These days, when new clients come to us looking for strategic marketing communication plans, inevitably one of their first questions is about incorporating social media. Don’t we have to have it? Won’t it increase our customer base and revenue and help us leverage our small marketing budget? On the flip side, we find clients coming to us with few marketing tools in place, yet they will already have Facebook and Twitter accounts set up. Likely to be missing in either situation will be two important things: a social media strategy and an internal social media policy (we’ll save the latter for another post).
To Be in Social Media, or Not to be? Even today, the answer still is: It depends. First, are we talking B2B or B2C? Exactly where are your customers? It's often not really a question of whether or not social media is the best avenue for your company, but which of the media channels or networks is most appropriate. For instance, you may reap more reward for having a comprehensive company page on LinkedIn versus a page on Facebook. This all depends on your customer base and the other strategies and tools in your marketing plan.

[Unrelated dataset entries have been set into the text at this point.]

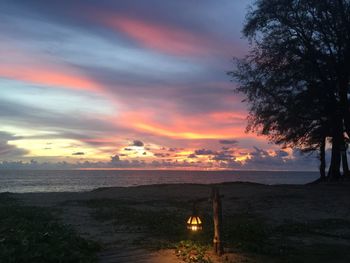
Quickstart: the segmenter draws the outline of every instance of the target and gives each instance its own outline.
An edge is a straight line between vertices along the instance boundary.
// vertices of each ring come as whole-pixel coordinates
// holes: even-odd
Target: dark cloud
[[[214,155],[216,152],[212,150],[200,149],[194,152],[196,155]]]
[[[0,158],[19,158],[27,154],[25,149],[17,148],[15,145],[9,144],[9,141],[18,140],[20,137],[10,133],[0,131]]]

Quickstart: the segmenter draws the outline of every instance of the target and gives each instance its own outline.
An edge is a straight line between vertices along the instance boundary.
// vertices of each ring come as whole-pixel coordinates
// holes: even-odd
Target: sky
[[[0,168],[316,170],[246,133],[251,0],[1,0]]]

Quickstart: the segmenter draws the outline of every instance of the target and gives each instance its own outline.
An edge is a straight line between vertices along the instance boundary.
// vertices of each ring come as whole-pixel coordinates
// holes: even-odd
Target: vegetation
[[[203,231],[191,233],[186,218],[188,203],[128,202],[109,199],[90,200],[92,215],[100,221],[112,221],[116,228],[139,232],[137,245],[146,248],[174,248],[185,262],[210,262],[213,226],[209,207],[204,213]],[[167,209],[159,209],[159,206]],[[308,222],[287,221],[275,225],[255,214],[226,214],[223,221],[225,247],[253,262],[349,262],[350,221],[324,219]],[[338,233],[338,234],[336,234]],[[322,243],[322,239],[332,242]],[[334,243],[334,240],[338,244]],[[191,261],[192,260],[192,261]],[[195,261],[197,260],[197,261]],[[260,261],[259,261],[260,260]],[[248,261],[250,262],[250,261]]]
[[[60,223],[52,210],[0,194],[0,262],[95,262],[99,246]]]
[[[188,263],[211,263],[210,257],[206,255],[207,250],[208,246],[193,241],[181,241],[176,246],[176,256]]]
[[[285,147],[320,149],[326,179],[349,174],[350,1],[257,0],[243,29],[251,52],[230,74],[250,105],[247,129]]]

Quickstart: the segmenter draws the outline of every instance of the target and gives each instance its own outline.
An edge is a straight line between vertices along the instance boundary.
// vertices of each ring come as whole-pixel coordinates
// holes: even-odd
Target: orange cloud
[[[159,113],[158,113],[159,115]],[[118,124],[123,124],[140,132],[147,132],[170,138],[180,139],[225,139],[246,137],[244,127],[228,126],[211,119],[208,116],[184,116],[172,113],[163,119],[152,118],[156,112],[143,110],[141,112],[123,113],[118,117]],[[159,117],[159,116],[158,116]]]
[[[113,30],[158,51],[175,55],[200,55],[208,51],[207,39],[179,28],[108,14],[100,19]]]

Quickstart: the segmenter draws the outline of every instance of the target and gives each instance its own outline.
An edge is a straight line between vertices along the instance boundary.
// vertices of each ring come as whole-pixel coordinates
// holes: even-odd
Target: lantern
[[[199,218],[196,210],[196,202],[193,202],[192,215],[187,220],[187,229],[196,232],[202,230],[202,220]]]
[[[196,232],[199,230],[202,230],[202,220],[199,218],[199,216],[192,215],[187,220],[187,229]]]

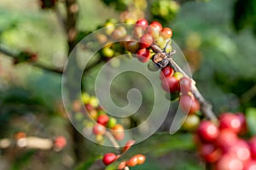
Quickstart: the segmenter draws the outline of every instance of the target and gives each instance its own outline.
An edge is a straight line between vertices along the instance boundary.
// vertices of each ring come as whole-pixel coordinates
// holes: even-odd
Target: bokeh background
[[[63,3],[60,0],[57,6],[65,15]],[[131,3],[138,8],[133,11],[136,14],[144,11],[148,20],[158,20],[173,30],[173,40],[216,113],[245,112],[256,120],[255,1],[79,0],[79,35],[102,26],[108,19],[122,20]],[[40,68],[61,70],[68,55],[67,35],[55,10],[42,9],[38,0],[1,0],[0,47],[10,54],[29,51],[38,55],[36,62],[14,64],[13,56],[0,51],[0,138],[14,139],[16,133],[25,132],[46,139],[62,135],[67,141],[59,152],[0,150],[0,169],[89,169],[88,162],[109,149],[75,132],[62,106],[61,75]],[[163,125],[161,131],[165,129]],[[151,161],[132,169],[205,168],[191,149],[192,141],[186,143],[187,137],[161,138],[166,139],[160,142],[153,136],[134,149],[146,151]]]

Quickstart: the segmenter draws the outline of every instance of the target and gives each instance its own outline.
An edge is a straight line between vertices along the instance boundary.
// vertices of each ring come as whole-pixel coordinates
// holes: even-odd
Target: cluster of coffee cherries
[[[56,3],[57,0],[39,0],[39,4],[42,9],[52,8]]]
[[[201,156],[215,170],[256,169],[256,137],[242,139],[246,131],[241,113],[222,114],[218,125],[202,121],[195,135]]]
[[[127,151],[132,144],[135,144],[134,140],[129,140],[125,147],[123,148],[123,150],[121,150],[121,152],[125,152]],[[102,158],[102,162],[103,163],[108,166],[111,163],[113,163],[113,162],[117,161],[119,158],[120,157],[120,155],[116,155],[114,153],[107,153],[103,156]],[[123,161],[121,162],[119,166],[118,166],[118,169],[119,170],[122,170],[125,169],[125,167],[135,167],[137,165],[141,165],[143,163],[144,163],[146,160],[146,156],[143,154],[137,154],[133,156],[131,156],[130,159],[126,160],[126,161]]]
[[[82,100],[85,105],[90,118],[96,121],[92,128],[92,133],[96,135],[96,139],[101,141],[107,132],[107,128],[116,140],[122,140],[125,138],[124,127],[117,123],[117,120],[109,116],[101,106],[95,96],[83,94]]]
[[[17,65],[21,62],[30,61],[35,62],[38,60],[38,54],[28,50],[21,51],[18,55],[14,58],[14,65]]]

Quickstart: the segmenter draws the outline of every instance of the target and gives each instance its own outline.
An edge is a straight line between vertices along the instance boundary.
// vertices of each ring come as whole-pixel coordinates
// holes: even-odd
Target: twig
[[[154,49],[154,51],[155,51],[155,52],[160,53],[163,51],[160,48],[159,48],[158,46],[156,46],[154,44],[152,45],[151,47]],[[169,60],[169,65],[175,71],[183,73],[184,76],[187,76],[188,78],[191,79],[193,82],[195,82],[195,81],[192,78],[190,78],[185,73],[185,71],[183,71],[183,70],[182,68],[180,68],[179,65],[172,58],[168,58],[168,60]],[[200,103],[201,110],[205,115],[205,116],[213,122],[217,122],[218,119],[217,119],[214,112],[212,111],[212,105],[205,99],[205,98],[201,95],[201,94],[200,93],[200,91],[198,90],[198,88],[196,88],[196,86],[194,83],[192,83],[191,92],[195,95],[195,97],[198,100],[198,102]]]
[[[56,14],[56,17],[59,20],[59,22],[61,23],[62,28],[65,30],[65,31],[67,31],[67,20],[63,18],[63,16],[61,15],[60,10],[59,10],[59,8],[55,5],[55,13]]]
[[[113,136],[111,134],[110,132],[106,131],[105,135],[108,138],[110,142],[113,144],[113,147],[115,147],[117,150],[120,148],[119,143],[116,141],[116,139],[113,138]]]

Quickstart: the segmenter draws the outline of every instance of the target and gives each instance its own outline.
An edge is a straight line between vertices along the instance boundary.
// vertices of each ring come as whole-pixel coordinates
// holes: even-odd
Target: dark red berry
[[[197,134],[202,141],[213,142],[218,133],[218,127],[211,121],[202,121],[197,129]]]
[[[103,156],[103,163],[105,165],[109,165],[110,163],[113,162],[116,160],[117,156],[113,153],[107,153]]]
[[[216,162],[222,156],[220,149],[216,148],[212,144],[203,144],[199,152],[201,156],[208,163]]]
[[[179,103],[182,110],[189,115],[194,115],[200,110],[200,104],[194,96],[181,95]]]
[[[148,48],[141,48],[137,52],[137,59],[145,63],[150,59],[150,51]]]
[[[161,81],[163,89],[168,93],[174,93],[179,91],[178,80],[174,76],[167,76]]]
[[[249,140],[249,146],[251,150],[252,158],[256,160],[256,136]]]
[[[128,167],[135,167],[137,165],[137,157],[136,156],[132,156],[128,162],[126,162]]]
[[[172,76],[173,74],[174,74],[173,69],[170,66],[166,66],[161,70],[160,74],[160,78],[162,80],[166,76]]]
[[[143,37],[141,37],[140,47],[142,48],[148,48],[152,45],[152,43],[153,43],[153,37],[150,34],[144,34]]]

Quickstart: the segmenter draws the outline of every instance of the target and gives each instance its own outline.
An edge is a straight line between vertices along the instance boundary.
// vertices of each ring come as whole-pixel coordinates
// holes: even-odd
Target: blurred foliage
[[[132,2],[79,1],[81,10],[78,39],[102,26],[108,18],[119,20],[120,11],[126,10]],[[197,86],[212,102],[214,110],[217,113],[246,111],[250,133],[255,134],[256,40],[253,31],[255,34],[256,2],[183,3],[148,1],[146,18],[161,20],[164,26],[173,29],[173,40],[190,61]],[[135,3],[140,8],[141,4]],[[60,5],[60,9],[63,12],[64,7]],[[234,26],[239,33],[234,31]],[[38,63],[61,68],[67,52],[63,30],[54,12],[42,11],[37,1],[0,2],[0,43],[14,52],[30,49],[38,54]],[[93,88],[90,83],[93,81],[90,80],[93,74],[95,71],[90,72],[84,79],[86,89]],[[21,130],[49,138],[64,133],[68,138],[71,131],[67,128],[68,121],[60,109],[61,80],[59,75],[26,63],[14,66],[12,60],[1,54],[0,136],[12,137],[14,133]],[[69,146],[61,153],[14,152],[13,156],[9,156],[14,157],[10,161],[8,156],[1,156],[0,169],[27,169],[27,166],[31,169],[73,169],[76,166],[73,165],[73,150],[76,144],[69,138]],[[85,163],[78,169],[88,169],[95,159],[109,150],[88,141],[83,142],[86,153],[81,156]],[[148,157],[149,161],[144,165],[131,169],[161,169],[160,166],[166,166],[166,169],[170,168],[168,166],[172,166],[172,169],[203,169],[196,156],[189,152],[194,150],[191,144],[191,136],[156,134],[131,149],[124,158],[138,150]],[[15,159],[17,155],[20,156]],[[7,165],[4,166],[4,162]]]
[[[237,0],[235,3],[233,20],[237,31],[252,27],[256,35],[256,1]]]

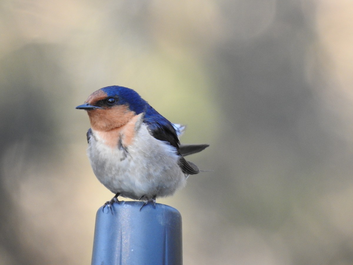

One Industry Example. One industry that appears to be way ahead of the curve on integrating social media into marketing plans is the travel industry, and in particular, hotels. A new white paper from the Hospitality Sales and Marketing Association International (HSMAI) and online marketing services company VIZERGY, "Best Practices for Maximizing Your Hotel's Online Revenue and ROI," indicates that the travel industry allocates more of their marketing budget toward digital/online than any other industry. HSMAI and VIZERGY conducted an online survey in April 2010 “to identify and understand how hotel marketing professionals are using the Internet to market their hotels and increase their ROI.” A total of 381 respondents were surveyed with two additional participants interviewed by telephone on best practices. Interestingly enough, no confidence level, or sampling error information is provided in the white paper, which can be downloaded for free from the VIZERGY website.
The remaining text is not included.